Cricket: New Zealand see the light

By Andrew Alderson

Jesse Ryder scored his first half century of the tournament with a patient and watchful 83. Photo / Getty Images
Jesse Ryder scored his first half century of the tournament with a patient and watchful 83. Photo / Getty Images

Inventor Thomas Edison once said genius is 1 per cent inspiration, 99 per cent perspiration.

Appropriately he also invented the light bulb and that is what went on for the New Zealand cricketers yesterday morning against South Africa.

It was a lesson in resistance. The Black Caps have faced bulk criticism for inept performances of late. Last year's 11 straight one-day losses on the subcontinent have tainted them for some time.

Now the World Cup class of 2011 have done their predecessors and fans proud with a 49-run victory over another tournament favourite. It is the sixth time New Zealand have made the last four in 10 World Cups.

The team's perspiration came earlier in the week. They trained relentlessly in the Dhaka heat on Wednesday and Thursday after a Monday fitness session had melted them in the furnace of Mumbai.

The inspiration came in countless ways last night, making Edison's 1 per cent rule an understatement.

Fielding was again the base on which the performance was built. Few places on any ground are safe to run ones and twos when the New Zealanders are marauding.

The dismissals of South Africa's top four batsmen each produced a stunning piece of cricket. Hashim Amla's dismissal was bizarre but fortuitous - a cut shot lobbing up off Brendon McCullum's boot to captain Daniel Vettori at slip (apparently his fifth catch in nine attempts in the cordon over a lifetime).

The other three efforts changed the game. Substitute fielder Jamie How dived after a flash outside off from Graeme Smith at backward point, Jacob Oram sparked the middle order collapse when he ran to take a miscued Jacques Kallis pull shot to deep midwicket and Martin Guptill ran out AB de Villiers when Faf du Plessis squirted a delivery to mid-wicket and dashed.

New Zealand pressure saw South Africa lose six wickets for 38 in 13.3 overs after cruising at 108 for two in the 25th. A weakened bowling attack thrived without the injured Kyle Mills, knowing fielders would protect them.

No Black Cap had an economy rate of worse than five an over. Nathan McCullum took two of his three wickets for just nine runs in his final seven overs. Oram added to his two catches with four for 39 from nine.

Vettori opted to open with two spinners to take the pace off the ball and aid early reverse swing for the first change pace bowlers - just the fourth time such a plan had been hatched in one-day internationals. It worked.

"About over nine or 11 the ball started [to reverse]," Oram said. "If we were playing in New Zealand, people would think you had sandpaper out there. But considering the block and the nature of the wicket, it's a skill you need and [bowling coach] Allan Donald has to take a lot of credit."

The batting provided the initial impetus. It has been hard to know what constitutes a good score in Dhaka this tournament. India got 370 for four and South Africa 284 for eight, both against Bangladesh. In turn the hosts were dismissed for 58 and 78 at various times.
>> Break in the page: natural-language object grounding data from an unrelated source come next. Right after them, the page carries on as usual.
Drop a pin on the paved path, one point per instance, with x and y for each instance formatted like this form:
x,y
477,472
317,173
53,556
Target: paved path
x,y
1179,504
New Zealand produced what seemed a barely competitive 221 for eight; probably 15-20 runs short of exerting relentless pressure from the start with the ball.

Jesse Ryder (83) applied himself to get his first half century of the tournament. Cramp meant he sat out the entire South African innings, replaced by How. Ryder's partnership with Ross Taylor (43) gave the New Zealand innings substance, even if neither exhibited much swashbuckling.

Their 114 runs for the third wicket after coming together at 16 for two gave the game - and the New Zealand innings - a defining moment. It was the first time in eight attempts the pair had made more than 49 batting together.

New Zealand was 139 for three at the end of 35 overs, meeting coach Wright's well-documented but simple batting plan. They were 141 for four against Pakistan at that same stage before going on to win.

Vettori was pleased senior players stepped up to command respect: "We haven't always endeared ourselves to the fans of late with our performances."

"We are our own worst enemies," Oram added. "We should play like this more often than not. We have the skill and talent. Unfortunately it doesn't come out often enough.

"We know a lot of people don't rate us. It's not just the public and media; it's the cricket fraternity around the world."

Vettori said this match vindicated their efforts: "Guys are stepping up and performing their roles. Wrighty's been a huge influence on that, keeping it simple. I've enjoyed working with him immensely. He hammers it home each meeting, each training. He's taken a huge workload off me and been great for the guys."

Such performances against the likes of Pakistan and South Africa this tournament need to be brought to bear again when New Zealand play Sri Lanka or England in Colombo on Tuesday.

Winning the toss might help too. In Dhaka, only five teams batting first had won the 20 day/night matches before last night. In Colombo that figure ramps up to 66 per cent in 70 completed matches. If you bat first, you win 64 per cent of the time. That is something for Vettori to bear in mind.